The one primary objective of storymakers is how to elicit emotion, we read books to FEEL something.
At their core stories are very simple and built on a foundation of CHARACTER, DESIRE and CONFLICT. Every good story is about a captivating character pursuing some compelling desire and facing seemingly insurmountable objects in achieving it. That's it! All Hollywood movies Michael Hague claims, work on a visible level in those three areas.
So how do we achieve this in our writing?
CHARACTER Make your hero someone we want to root for, we have to identify with the hero - the reader needs to become that character. The reason Titanic is successful is because it is emotional to become a character who is in a shipwreck. We become Rose and experience the story through her. There are various ways of creating identification with the hero, one is to make that character sympathetic. In Titanic we feel sorry for Rose being trapped with someone she feels obligated to marry (particularly as he's a nasty bit of work - even though he's a millionaire). By then putting her in jeopardy we care about her. Another way to create idenfication is to make your hero likeable kind and good hearted, well liked by other characters in your story. Tom Hanks' career is based on those kind of people. We can also make that identification by making the character funny because we like to hang out with peole who make us laugh. A further way is to make the character powerful - very good at what they do, eg Indiana Jones, or a skilled lawyer like John Grisham's character in The Firm. Even a dysfunctional computer geek like Lisbeth Salander in The Girl with the Dragon Tattoo is compelling for this reason. Your hero/heroine obviously does not need all these traits, but if you study successful Hollywood films very often these traits occur again and again.
DESIRE The foundation of a Hollywood movie is about the hero having a goal which is visible. In Titanic Rose's desire is clear - getting to America and winning the love of Jack. In Gladiator it's about killing the emperor who murdered the hero's family. In pursuing that goal there must be seemingly unsurmountable obstacles. If it doesn't seem impossible for your hero to get what they want, we don't care. That's why they made Titanic, they didn't make The Queen Mary. Right from the start we know Rose is going to encounter conflict in achieving her desires.
CONFLICT It is the obstacles which we see the hero overcoming which create emotion - the goal is necessary to drive your story and give your hero something to strive for.

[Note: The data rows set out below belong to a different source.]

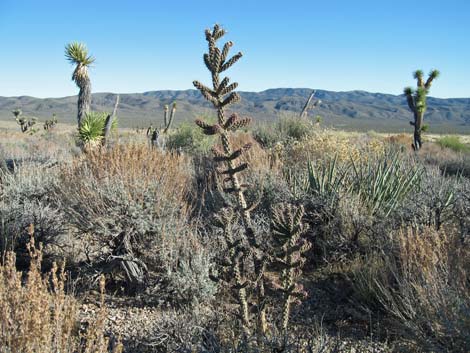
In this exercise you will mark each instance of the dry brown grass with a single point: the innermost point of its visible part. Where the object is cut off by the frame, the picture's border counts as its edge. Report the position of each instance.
(135, 167)
(37, 315)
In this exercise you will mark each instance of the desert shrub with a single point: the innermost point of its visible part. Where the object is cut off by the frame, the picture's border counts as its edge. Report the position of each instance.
(267, 135)
(27, 199)
(129, 207)
(454, 143)
(38, 316)
(420, 279)
(190, 139)
(294, 128)
(385, 181)
(432, 203)
(286, 128)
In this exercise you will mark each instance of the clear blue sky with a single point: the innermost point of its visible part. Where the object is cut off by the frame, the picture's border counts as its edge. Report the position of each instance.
(151, 45)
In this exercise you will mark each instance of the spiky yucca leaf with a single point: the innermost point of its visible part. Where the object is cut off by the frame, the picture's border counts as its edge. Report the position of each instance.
(92, 127)
(77, 53)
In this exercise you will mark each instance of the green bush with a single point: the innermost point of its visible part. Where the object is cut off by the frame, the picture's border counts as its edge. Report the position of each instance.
(286, 128)
(454, 143)
(189, 138)
(92, 128)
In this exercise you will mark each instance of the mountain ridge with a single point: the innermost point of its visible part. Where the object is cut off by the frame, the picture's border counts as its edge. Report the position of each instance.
(355, 109)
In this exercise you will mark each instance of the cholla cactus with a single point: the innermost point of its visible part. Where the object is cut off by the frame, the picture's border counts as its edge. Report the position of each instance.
(26, 124)
(416, 100)
(222, 95)
(154, 135)
(168, 120)
(289, 248)
(49, 124)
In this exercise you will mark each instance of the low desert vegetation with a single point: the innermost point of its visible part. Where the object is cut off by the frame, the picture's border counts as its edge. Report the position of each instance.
(231, 236)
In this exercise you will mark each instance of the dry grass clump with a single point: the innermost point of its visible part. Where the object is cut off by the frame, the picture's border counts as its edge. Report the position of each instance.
(37, 315)
(421, 281)
(129, 208)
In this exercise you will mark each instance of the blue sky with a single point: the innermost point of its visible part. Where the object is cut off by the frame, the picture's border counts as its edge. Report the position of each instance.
(151, 45)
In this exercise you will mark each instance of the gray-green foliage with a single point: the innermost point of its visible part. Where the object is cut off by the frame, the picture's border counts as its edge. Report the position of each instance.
(92, 128)
(416, 99)
(26, 198)
(383, 183)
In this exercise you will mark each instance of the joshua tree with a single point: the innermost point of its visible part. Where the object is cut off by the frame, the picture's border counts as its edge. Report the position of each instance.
(49, 124)
(289, 249)
(416, 100)
(77, 54)
(154, 133)
(222, 95)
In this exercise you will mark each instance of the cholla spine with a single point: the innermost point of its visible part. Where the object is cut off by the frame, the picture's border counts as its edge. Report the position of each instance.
(416, 100)
(26, 124)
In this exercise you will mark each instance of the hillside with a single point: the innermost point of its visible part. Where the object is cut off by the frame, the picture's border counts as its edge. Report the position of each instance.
(345, 110)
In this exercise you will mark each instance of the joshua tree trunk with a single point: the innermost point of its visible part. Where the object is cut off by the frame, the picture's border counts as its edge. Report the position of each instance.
(418, 124)
(84, 98)
(416, 100)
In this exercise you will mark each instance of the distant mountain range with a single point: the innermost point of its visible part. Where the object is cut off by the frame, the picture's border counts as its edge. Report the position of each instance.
(354, 110)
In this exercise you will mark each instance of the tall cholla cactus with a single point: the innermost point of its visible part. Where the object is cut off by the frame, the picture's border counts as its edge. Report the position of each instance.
(416, 100)
(222, 95)
(289, 247)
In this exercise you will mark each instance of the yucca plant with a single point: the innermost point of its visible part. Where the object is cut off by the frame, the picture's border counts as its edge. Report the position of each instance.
(93, 128)
(416, 100)
(325, 178)
(77, 54)
(222, 95)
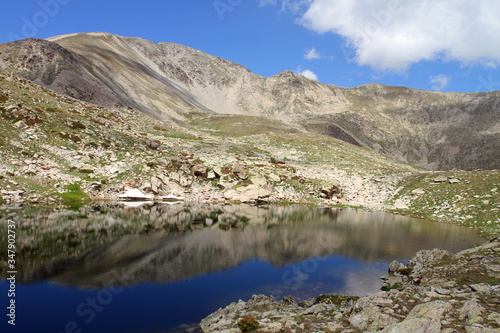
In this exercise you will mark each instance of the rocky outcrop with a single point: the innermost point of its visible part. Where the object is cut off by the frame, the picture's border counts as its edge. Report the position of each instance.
(429, 129)
(436, 292)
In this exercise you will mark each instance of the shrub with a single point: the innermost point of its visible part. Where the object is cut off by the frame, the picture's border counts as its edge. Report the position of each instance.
(248, 324)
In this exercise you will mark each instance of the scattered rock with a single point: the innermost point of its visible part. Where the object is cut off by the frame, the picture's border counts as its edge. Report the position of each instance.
(400, 204)
(440, 179)
(135, 194)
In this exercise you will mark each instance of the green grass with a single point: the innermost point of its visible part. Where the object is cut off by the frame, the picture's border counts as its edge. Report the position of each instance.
(74, 195)
(472, 203)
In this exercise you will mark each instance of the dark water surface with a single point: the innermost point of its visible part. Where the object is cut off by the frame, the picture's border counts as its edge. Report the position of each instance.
(161, 268)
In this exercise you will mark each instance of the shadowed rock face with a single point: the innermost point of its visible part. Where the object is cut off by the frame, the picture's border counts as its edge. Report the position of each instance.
(169, 81)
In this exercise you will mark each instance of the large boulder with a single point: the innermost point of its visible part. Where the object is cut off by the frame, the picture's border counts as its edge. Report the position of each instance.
(331, 190)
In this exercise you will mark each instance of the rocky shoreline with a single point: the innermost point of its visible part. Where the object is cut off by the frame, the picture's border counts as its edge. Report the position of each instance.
(436, 291)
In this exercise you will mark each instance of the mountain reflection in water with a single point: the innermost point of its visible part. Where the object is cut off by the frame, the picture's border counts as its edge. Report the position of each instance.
(155, 268)
(203, 240)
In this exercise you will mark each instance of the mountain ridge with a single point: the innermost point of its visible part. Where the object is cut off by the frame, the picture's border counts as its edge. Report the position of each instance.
(171, 82)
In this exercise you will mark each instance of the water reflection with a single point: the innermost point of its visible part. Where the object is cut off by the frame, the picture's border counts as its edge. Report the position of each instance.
(163, 243)
(155, 268)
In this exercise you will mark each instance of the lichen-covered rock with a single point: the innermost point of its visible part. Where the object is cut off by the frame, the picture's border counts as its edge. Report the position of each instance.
(433, 298)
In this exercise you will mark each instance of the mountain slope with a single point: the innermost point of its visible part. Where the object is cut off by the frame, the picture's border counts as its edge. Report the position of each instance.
(428, 129)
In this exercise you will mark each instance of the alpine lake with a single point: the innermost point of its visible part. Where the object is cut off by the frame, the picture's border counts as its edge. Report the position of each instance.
(157, 268)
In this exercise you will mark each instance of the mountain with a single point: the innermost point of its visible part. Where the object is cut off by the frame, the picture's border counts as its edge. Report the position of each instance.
(175, 83)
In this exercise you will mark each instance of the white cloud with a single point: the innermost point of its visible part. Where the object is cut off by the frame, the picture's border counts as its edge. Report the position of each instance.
(308, 73)
(312, 54)
(439, 82)
(391, 35)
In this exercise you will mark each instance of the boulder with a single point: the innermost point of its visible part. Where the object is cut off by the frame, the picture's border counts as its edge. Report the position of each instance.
(331, 190)
(400, 204)
(135, 194)
(152, 144)
(200, 170)
(440, 179)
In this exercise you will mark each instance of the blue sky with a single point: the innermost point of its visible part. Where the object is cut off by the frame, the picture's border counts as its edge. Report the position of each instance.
(446, 45)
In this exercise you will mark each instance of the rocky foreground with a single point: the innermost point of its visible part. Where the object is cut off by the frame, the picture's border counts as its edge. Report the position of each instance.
(436, 292)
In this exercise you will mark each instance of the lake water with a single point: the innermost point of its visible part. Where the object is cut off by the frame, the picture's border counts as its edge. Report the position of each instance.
(162, 268)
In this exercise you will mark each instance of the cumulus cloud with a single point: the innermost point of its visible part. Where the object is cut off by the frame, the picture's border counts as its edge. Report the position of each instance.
(312, 54)
(439, 82)
(308, 73)
(393, 34)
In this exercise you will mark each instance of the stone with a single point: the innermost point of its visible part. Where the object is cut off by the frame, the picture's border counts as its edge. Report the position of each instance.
(482, 288)
(200, 170)
(418, 191)
(395, 266)
(152, 144)
(424, 317)
(471, 312)
(331, 190)
(135, 194)
(400, 204)
(441, 179)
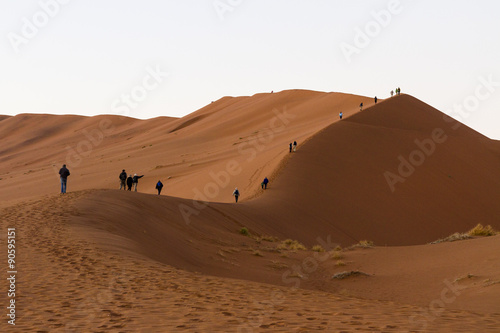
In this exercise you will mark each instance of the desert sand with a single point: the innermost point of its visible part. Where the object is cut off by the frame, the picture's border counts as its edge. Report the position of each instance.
(399, 174)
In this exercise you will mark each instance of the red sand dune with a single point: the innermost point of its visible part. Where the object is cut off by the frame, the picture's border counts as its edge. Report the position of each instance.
(333, 190)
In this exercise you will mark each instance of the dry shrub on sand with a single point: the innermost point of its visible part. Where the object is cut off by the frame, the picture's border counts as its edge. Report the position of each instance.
(456, 236)
(478, 230)
(293, 245)
(365, 244)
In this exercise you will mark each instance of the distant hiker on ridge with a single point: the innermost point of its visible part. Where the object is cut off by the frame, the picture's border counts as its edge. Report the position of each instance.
(135, 181)
(130, 181)
(264, 183)
(236, 194)
(159, 186)
(123, 180)
(64, 173)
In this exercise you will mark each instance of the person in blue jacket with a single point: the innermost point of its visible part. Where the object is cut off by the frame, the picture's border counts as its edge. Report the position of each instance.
(135, 181)
(264, 183)
(159, 186)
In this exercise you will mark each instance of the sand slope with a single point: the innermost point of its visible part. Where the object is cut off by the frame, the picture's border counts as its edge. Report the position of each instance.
(253, 132)
(99, 259)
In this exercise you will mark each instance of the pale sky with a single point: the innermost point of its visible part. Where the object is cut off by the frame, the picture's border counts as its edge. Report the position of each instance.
(111, 56)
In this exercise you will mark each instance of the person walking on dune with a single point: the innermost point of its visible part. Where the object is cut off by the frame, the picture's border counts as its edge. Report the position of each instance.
(64, 173)
(130, 182)
(123, 180)
(159, 186)
(236, 194)
(135, 181)
(264, 183)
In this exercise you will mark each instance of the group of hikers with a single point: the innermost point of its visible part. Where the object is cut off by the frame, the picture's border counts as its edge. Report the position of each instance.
(398, 92)
(133, 181)
(127, 182)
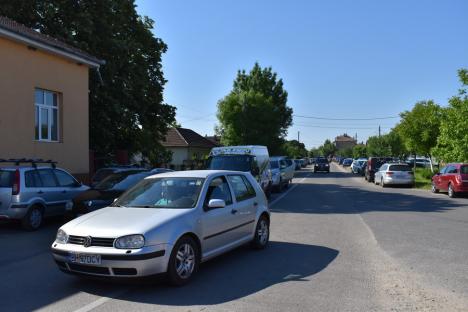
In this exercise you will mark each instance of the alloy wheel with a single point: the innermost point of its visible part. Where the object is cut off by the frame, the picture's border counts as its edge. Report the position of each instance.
(35, 218)
(262, 232)
(185, 261)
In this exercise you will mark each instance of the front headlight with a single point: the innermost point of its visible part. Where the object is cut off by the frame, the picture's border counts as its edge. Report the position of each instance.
(135, 241)
(61, 237)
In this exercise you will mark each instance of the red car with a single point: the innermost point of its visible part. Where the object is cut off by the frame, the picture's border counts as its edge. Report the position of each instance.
(453, 178)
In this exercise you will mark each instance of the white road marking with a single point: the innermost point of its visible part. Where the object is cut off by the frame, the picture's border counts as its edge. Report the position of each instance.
(93, 305)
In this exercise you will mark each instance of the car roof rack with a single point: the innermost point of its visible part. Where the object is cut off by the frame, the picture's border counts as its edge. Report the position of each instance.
(33, 161)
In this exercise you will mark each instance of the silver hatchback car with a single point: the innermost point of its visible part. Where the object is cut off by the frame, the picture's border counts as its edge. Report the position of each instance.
(394, 173)
(30, 193)
(167, 223)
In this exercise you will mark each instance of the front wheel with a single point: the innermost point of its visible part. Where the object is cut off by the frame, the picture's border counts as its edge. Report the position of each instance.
(262, 233)
(184, 261)
(33, 219)
(451, 192)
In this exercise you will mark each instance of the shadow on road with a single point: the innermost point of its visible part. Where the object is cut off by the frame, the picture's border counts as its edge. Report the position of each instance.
(334, 198)
(241, 273)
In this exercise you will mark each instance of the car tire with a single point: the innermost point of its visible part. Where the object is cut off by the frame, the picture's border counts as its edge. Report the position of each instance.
(33, 219)
(184, 262)
(451, 192)
(262, 233)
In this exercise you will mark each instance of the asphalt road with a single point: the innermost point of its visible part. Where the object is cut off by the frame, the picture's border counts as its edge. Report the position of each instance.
(338, 243)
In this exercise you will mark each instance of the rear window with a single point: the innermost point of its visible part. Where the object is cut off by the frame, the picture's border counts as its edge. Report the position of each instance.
(6, 178)
(400, 168)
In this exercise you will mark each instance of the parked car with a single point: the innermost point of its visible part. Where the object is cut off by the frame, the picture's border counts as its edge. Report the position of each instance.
(453, 179)
(321, 164)
(251, 158)
(168, 223)
(102, 173)
(282, 172)
(394, 173)
(298, 164)
(373, 164)
(105, 192)
(357, 165)
(347, 162)
(30, 193)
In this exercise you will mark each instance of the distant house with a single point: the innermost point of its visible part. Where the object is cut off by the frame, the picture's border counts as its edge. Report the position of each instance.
(189, 149)
(345, 141)
(44, 89)
(216, 139)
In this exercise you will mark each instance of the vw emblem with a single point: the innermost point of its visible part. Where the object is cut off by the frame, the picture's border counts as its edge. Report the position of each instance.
(87, 242)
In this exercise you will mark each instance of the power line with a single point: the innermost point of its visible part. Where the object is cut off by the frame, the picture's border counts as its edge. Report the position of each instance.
(326, 118)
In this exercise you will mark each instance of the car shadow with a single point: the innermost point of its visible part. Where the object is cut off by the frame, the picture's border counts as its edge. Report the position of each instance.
(333, 198)
(239, 273)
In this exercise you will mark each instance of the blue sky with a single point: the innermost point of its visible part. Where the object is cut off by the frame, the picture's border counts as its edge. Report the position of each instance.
(337, 59)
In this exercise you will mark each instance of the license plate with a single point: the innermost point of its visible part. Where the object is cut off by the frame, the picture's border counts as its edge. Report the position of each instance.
(85, 258)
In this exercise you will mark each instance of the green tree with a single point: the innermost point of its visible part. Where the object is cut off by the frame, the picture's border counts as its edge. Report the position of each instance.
(255, 111)
(452, 143)
(359, 151)
(420, 127)
(294, 149)
(126, 94)
(327, 149)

However, there is another level - the inner journey. The outer journey is a simple journey of achievement and accomplishment, the hero wants to get something. They either want to win eg. Rocky or Chariots of Fire or to win the love of another as in any romantic story, or escape such as in the Truman Show or to stop a bad thing from happening eg a meteor hitting the earth or retrieve something eg Raiders of the Lost Ark. In this outer journey you know exactly what the finish line is. You are saying to the reader, 'I'm taking you on a journey, as the hero I'm going to get you to this visible finish line.'
But underneath that level is an INVISIBLE goal. I will look at that invisible goal as defined by Michael Hauge when I next post. Until then, it's a fun exercise to look at the films we love and to see how often the above scenarios are played out. They won't always be of course, but very often you will see that these are the foundations of a successful film and they can also be the foundations of any successful story we write.